Enterprise Data Catalog Scanner Configuration Guide > Configuring Data Engineering Resources > Cloudera Navigator
  

Cloudera Navigator

Cloudera Navigator is a fully integrated data management and security system for the Hadoop platform.

Objects Extracted

The Cloudera Navigator resource extracts Hive, Impala, and Spark operations.

Permissions to Configure the Resource

Before you create a Cloudera Navigator resource, you must configure the Java heap size for the Cloudera Navigator server and the maximum heap size for Catalog Service. If you do not correctly configure the heap sizes, the metadata load can fail.
Configure the following heap sizes:
If you perform simultaneous resource loads, increase the maximum heap size by at least 1024 MB (1 GB) for each resource load. For example, to load two Cloudera Navigator resources simultaneously, increase the maximum heap size by 2048 MB (2 GB). Therefore, you would set Max Heap Size to at least 6144 MB.
Note: Some Cloudera distributions might require a maximum heap size larger than 4 GB. If the metadata load fails with an out of memory error, increase the maximum heap size.
On the Cloudera Navigator data source, assign the Navigator Administartor permission for the user account that you use to access the data source. This is the minimum permission required to extract metadata from the Cloudera Navigator data source.

Basic Information

The General tab includes the following basic information about the resource:
Information
Description
Name
The name of the resource.
Description
The description of the resource.
Resource type
The type of the resource.
Execute On
You can choose to execute on the default catalog server or offline.

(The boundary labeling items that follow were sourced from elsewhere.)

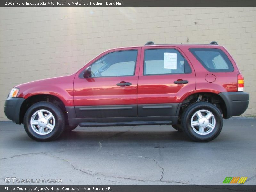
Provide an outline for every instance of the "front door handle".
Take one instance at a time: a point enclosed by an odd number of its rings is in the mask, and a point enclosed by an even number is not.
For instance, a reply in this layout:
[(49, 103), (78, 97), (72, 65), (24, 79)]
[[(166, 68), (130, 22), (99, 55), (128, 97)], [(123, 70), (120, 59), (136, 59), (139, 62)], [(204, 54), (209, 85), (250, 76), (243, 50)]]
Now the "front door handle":
[(130, 86), (132, 85), (132, 83), (129, 82), (124, 82), (124, 83), (119, 83), (116, 84), (118, 86)]
[(188, 83), (188, 81), (187, 80), (182, 80), (181, 81), (175, 81), (173, 83), (176, 84), (186, 84)]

Resource Connection Properties

Configure the connection properties when you create or edit a Cloudera Navigator resource.
The following table describes the connection properties:
Property
Description
Navigator URL
URL of the Cloudera Navigator Server.
You can provide the following options in the URL to tune the resource:
  • - searchLimit. Specifies the Solr search limit. Use this parameter if you want to restrict the number of objects retrieved from Cloudera Navigator. Default is 10000.
  • - maximumPoolSize. Specifies the maximum number of connections to Cloudera Navigator. Default is 20. Minimum is 10.
  • - queueSize. Specifies the number of tasks held in the queue before the tasks are run. Default is five times the value of maximumPoolSize. A higher value for the queueSize option requires more memory.
  • - disableIncremental. Set this option to true to disable incremental scans by the resource.
Provide the URL with the tuning options as shown in the following sample format: http://<host name:<port>>/?searchLimit=10000&maximumPoolSize=15&queueSize=1000&disableIncremental=true
User
Name of the user account that connects to Cloudera Navigator.
Password
Password for the user account that connects to Cloudera Navigator.
The following image shows sample connection properties on the General tab:
The image displays the connection properties for a Cloudera Navigator resource.
The following table describes the Additional and Advanced properties for source metadata settings on the Metadata Load Settings tab:
Property
Description
Enable Source Metadata
Select to extract metadata from the data source.
Auto Assign Connections
Select this option to specify that the connection must be assigned automatically.
Enable Reference Resources
Option to extract metadata about assets that are not included in this resource, but referred to in the resource. Examples include source and target tables in PowerCenter mappings, and source tables and files from Tableau reports.
Retain Unresolved Reference Assets
Option to retain unresolved reference assets in the catalog after you assign connections. Retaining unresolved reference assets help you view the complete lineage. The unresolved assets include deleted files, temporary tables, and other assets that are not present in the primary resource.
Hive Database
Name of the Hive database or a schema from where you want to import a table.
Detailed Lineage
Select to extract and ingest metadata related to transformation logic for assets that include transformations.
Transformation
A transformation indicates generation, modification, or passage of data between source and target connections.
Transformation logic
A transformation logic displays the mappings or data flow relation types between source assets and target assets related to the asset you select in Enterprise Data Catalog.
Memory
Specify the memory value required to run a scanner job.
Specify one of the following memory values:
  • - Low
  • - Medium
  • - High
Note: For more information about the memory values, see the Tuning Enterprise Data Catalog Performance article on How To-Library Articles tab in the Informatica Doc Portal.
Custom Options
JVM parameters that you can set to configure scanner container. Use the following arguments to configure the parameters:
  • - -Dscannerloglevel=<DEBUG/INFO/ERROR>. Changes the log level of scanner to values, such as DEBUG, ERROR, or INFO. Default value is INFO.
  • - -Dscanner.container.core=<No. of core>. Increases the core for the scanner container. The value should be a number.
  • - -Dscanner.yarn.app.environment=<key=value>. Key pair value that you need to set in the Yarn environment. Use a comma to separate the key pair value.
  • - -Dscanner.pmem.enabled.container.memory.jvm.memory.ratio=<1.0/2.0>. Increases the scanner container memory when pmem is enabled. The default value is 1.